Mereka dituding sebagai pemicu demonstrasi itu. Mereka dicurigai berlatar belakang pernah aktif di Partai Masyumi dan PSI (Partai Sosialis Indonesia), serta pendukung rezim Sukarno di zaman Orde Lama (Orla).
Tetapi banyak dari mereka bebas karena kurang bukti. Contohnya: Pengacara Yap Thiam Hien dan wartawan senior Pemimpin Harian Indonesia Raya, Mochtar Lubis. Mereka dilepas setelah setahun ditahan. Pengacara Adnan Buyung Nasution dibebaskan pada Oktober 1975 bersama sebelas mahasiswa, di antaranya: Judilherry Justam, Theo Sambuaga, Bambang Sulistomo, Eko Jatmiko, Yessy Moninca, dan Remy Leimena.
Malari Masih Misteri
Dari sekian banyak yang ditahan, hanya Hariman dan Sjahrir dari Universitas Indonesia serta Aini Chalid dari Universitas Gadjah Mada yang disidangkan ke pengadilan.
Ke tiga tokoh mahasiswa ini dituduh melakukan perbuatan subversi dan makar. Jaksa penuntut umum menggunakan pernyataan Hariman dan Sjahrir dalam beberapa kali pertemuan, sebagai koordinator lapangan dan otak peristiwa itu.
Dalam persidangan, sejumlah saksi menarik keterangannya di berita acara pemeriksaan. Ada yang mengaku tak sadar dan merasa terancam saat memberikan kesaksian di depan petugas pemeriksa.
Walaupun tidak cukup bukti menggerakkan kerusuhan Malari 1974 itu, Hariman Siregar tetap dijatuhi dijatuhi hukuman enam setengah tahun penjara pada 21 Desember 1974. Hakim menganggap “kelalaiannya telah berujung pada aksi pembakaran dan perusakan”.

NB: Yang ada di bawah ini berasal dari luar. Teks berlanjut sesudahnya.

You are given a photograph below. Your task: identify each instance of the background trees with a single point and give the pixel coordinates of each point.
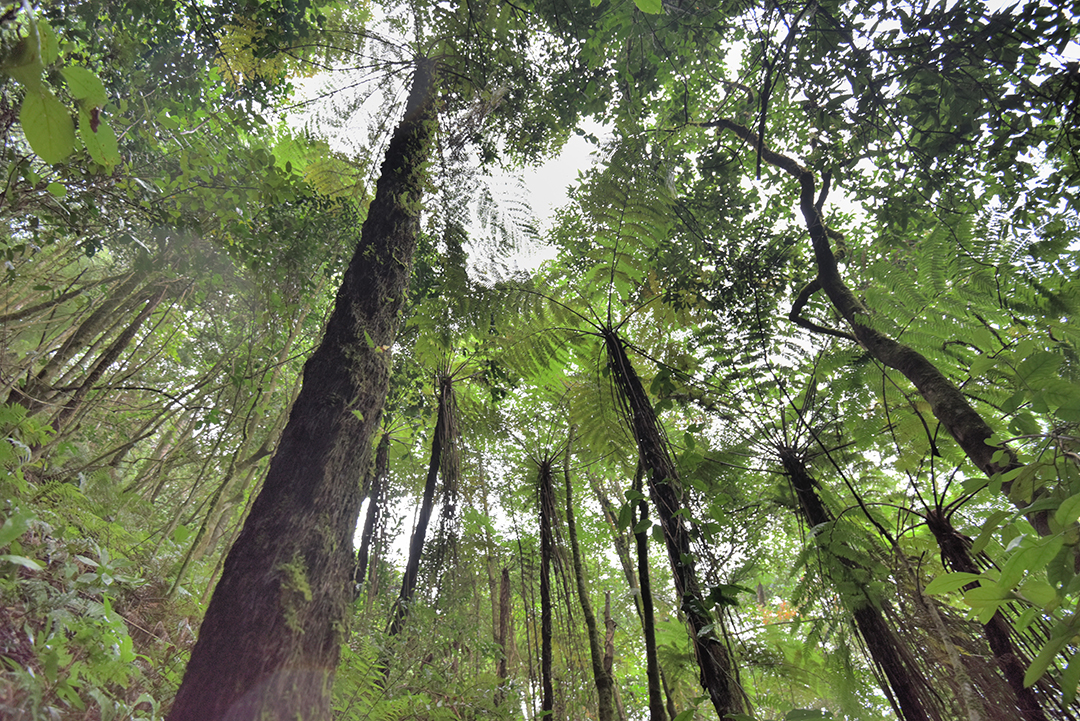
(787, 196)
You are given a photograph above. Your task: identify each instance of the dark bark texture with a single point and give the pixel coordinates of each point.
(719, 677)
(910, 692)
(440, 441)
(270, 641)
(547, 493)
(1011, 661)
(602, 675)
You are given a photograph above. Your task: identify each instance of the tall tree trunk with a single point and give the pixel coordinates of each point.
(602, 675)
(376, 491)
(1011, 660)
(440, 441)
(270, 641)
(949, 406)
(502, 640)
(648, 617)
(718, 674)
(547, 493)
(910, 690)
(35, 396)
(106, 359)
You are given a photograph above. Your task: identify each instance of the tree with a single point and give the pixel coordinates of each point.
(281, 602)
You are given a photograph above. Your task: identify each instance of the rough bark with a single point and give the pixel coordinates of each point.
(439, 441)
(547, 493)
(648, 619)
(35, 396)
(719, 677)
(909, 691)
(948, 405)
(269, 643)
(602, 675)
(1011, 661)
(106, 359)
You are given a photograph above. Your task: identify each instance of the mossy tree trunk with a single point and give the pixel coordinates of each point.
(269, 643)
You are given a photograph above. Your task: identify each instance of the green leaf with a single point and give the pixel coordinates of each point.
(50, 43)
(84, 85)
(949, 582)
(651, 7)
(1069, 511)
(48, 125)
(100, 144)
(22, 560)
(14, 527)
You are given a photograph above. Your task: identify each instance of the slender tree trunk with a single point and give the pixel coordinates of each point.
(602, 674)
(34, 397)
(949, 406)
(502, 640)
(270, 641)
(718, 674)
(912, 692)
(440, 440)
(59, 298)
(1011, 660)
(376, 493)
(547, 493)
(107, 358)
(648, 617)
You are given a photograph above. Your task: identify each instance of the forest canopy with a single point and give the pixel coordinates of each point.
(786, 426)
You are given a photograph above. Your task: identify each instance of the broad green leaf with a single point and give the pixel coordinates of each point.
(14, 527)
(25, 65)
(84, 85)
(1047, 654)
(48, 125)
(950, 582)
(1069, 511)
(1039, 593)
(100, 144)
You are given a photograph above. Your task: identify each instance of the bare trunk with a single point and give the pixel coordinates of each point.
(719, 677)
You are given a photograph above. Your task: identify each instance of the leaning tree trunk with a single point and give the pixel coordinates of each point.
(948, 404)
(270, 641)
(441, 441)
(602, 675)
(718, 674)
(503, 637)
(547, 493)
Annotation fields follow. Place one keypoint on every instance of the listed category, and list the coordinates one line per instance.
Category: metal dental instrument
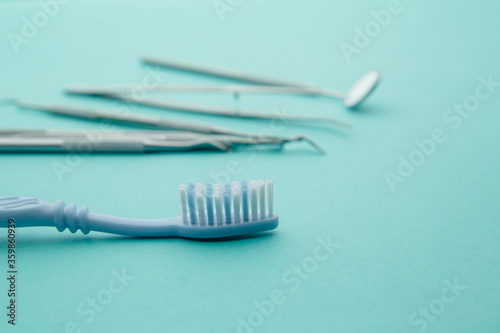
(129, 141)
(358, 92)
(106, 145)
(158, 123)
(204, 134)
(197, 108)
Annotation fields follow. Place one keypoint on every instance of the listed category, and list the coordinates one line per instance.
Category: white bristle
(254, 198)
(236, 201)
(182, 195)
(269, 184)
(262, 199)
(200, 204)
(218, 203)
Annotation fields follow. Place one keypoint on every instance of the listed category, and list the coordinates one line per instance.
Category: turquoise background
(396, 250)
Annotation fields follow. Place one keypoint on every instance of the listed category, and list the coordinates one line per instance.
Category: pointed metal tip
(8, 101)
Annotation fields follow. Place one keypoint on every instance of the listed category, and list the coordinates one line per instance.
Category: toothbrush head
(215, 211)
(360, 90)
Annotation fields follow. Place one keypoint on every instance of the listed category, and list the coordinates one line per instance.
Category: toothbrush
(206, 212)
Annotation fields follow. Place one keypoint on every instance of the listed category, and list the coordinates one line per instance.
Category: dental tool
(131, 141)
(357, 93)
(197, 108)
(126, 118)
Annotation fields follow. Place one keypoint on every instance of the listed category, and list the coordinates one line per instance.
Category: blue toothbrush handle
(32, 212)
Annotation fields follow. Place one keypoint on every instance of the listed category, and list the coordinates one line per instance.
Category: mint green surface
(397, 251)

Pada tanggal 12 Juni 1975, majelis hakim yang dipimpin Anton Abdurrahman Putera juga menjatuhkan hukuman enam tahun enam bulan penjara krpada Sjahrir. Sedangkan Aini Chalid, divonis dua tahun dua bulan.

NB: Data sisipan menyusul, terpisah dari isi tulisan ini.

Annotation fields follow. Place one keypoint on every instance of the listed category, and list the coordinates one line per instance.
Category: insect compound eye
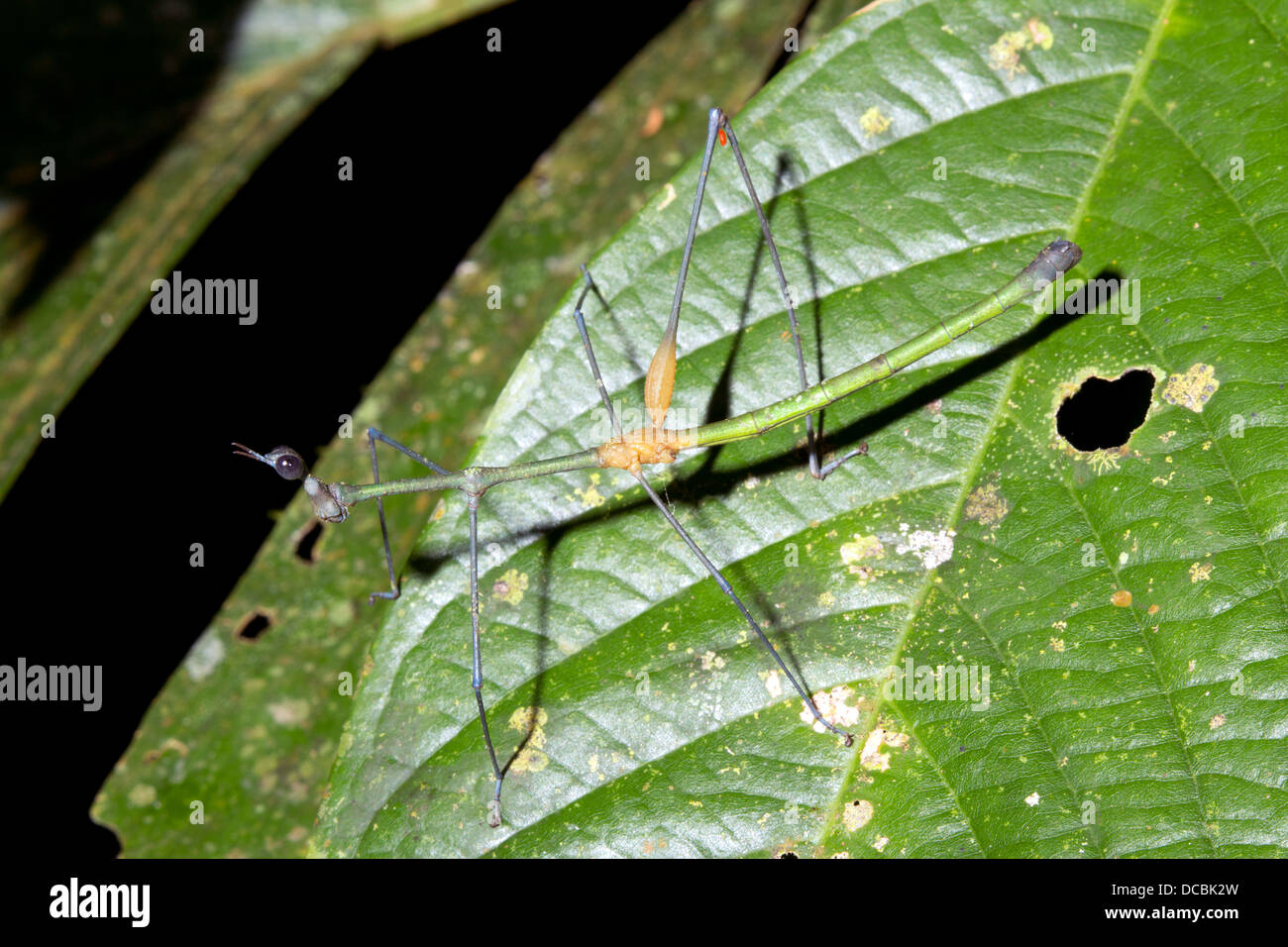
(288, 464)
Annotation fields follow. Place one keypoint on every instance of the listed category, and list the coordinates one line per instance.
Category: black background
(97, 530)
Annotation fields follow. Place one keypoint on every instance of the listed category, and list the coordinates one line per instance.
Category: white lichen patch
(590, 496)
(862, 548)
(932, 547)
(774, 684)
(292, 712)
(510, 586)
(204, 657)
(531, 722)
(986, 505)
(1193, 389)
(835, 707)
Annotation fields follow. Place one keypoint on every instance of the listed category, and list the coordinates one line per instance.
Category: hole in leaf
(307, 540)
(1103, 414)
(254, 626)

Mereka yang ditahan itu, dikenakan Undang-Undang Antisubversi. Sebagian dibebaskan setahun setelah dipenjara sebab terbukti tidak terlibat.
Kendati peristiwa ini berdampak cukup besar, sesungguhnya hingga kini persoalan kerusuhan itu tidak pernah terungkap.
Sjahrir mengatakan, pengadilan tidak mampu membuktikan mahasiswa ada yang menjadi dalang di balik aksi pembakaran mobil dan penjarahan itu.
Boleh dikatakan latar belakang kerusuhan dan kekacauan, yang terjadi usai Demo Mahasiswa 15 Januari 1974 itu, masih mengandung misteri.
Ada berbagai tulisan dan artikel para analis menyatakan “Kasus Malari 1974” juga dilatabelakangi persaingan “peran” antara dua jenderal. Yaitu: Jenderal Sumitro dengan Mayjen Ali Murtopo.
Sumitro waktu itu sebagai Pangkopkamtib, sedangkan Ali Murtopo sebagai Aspri Urusan Khusus. (**)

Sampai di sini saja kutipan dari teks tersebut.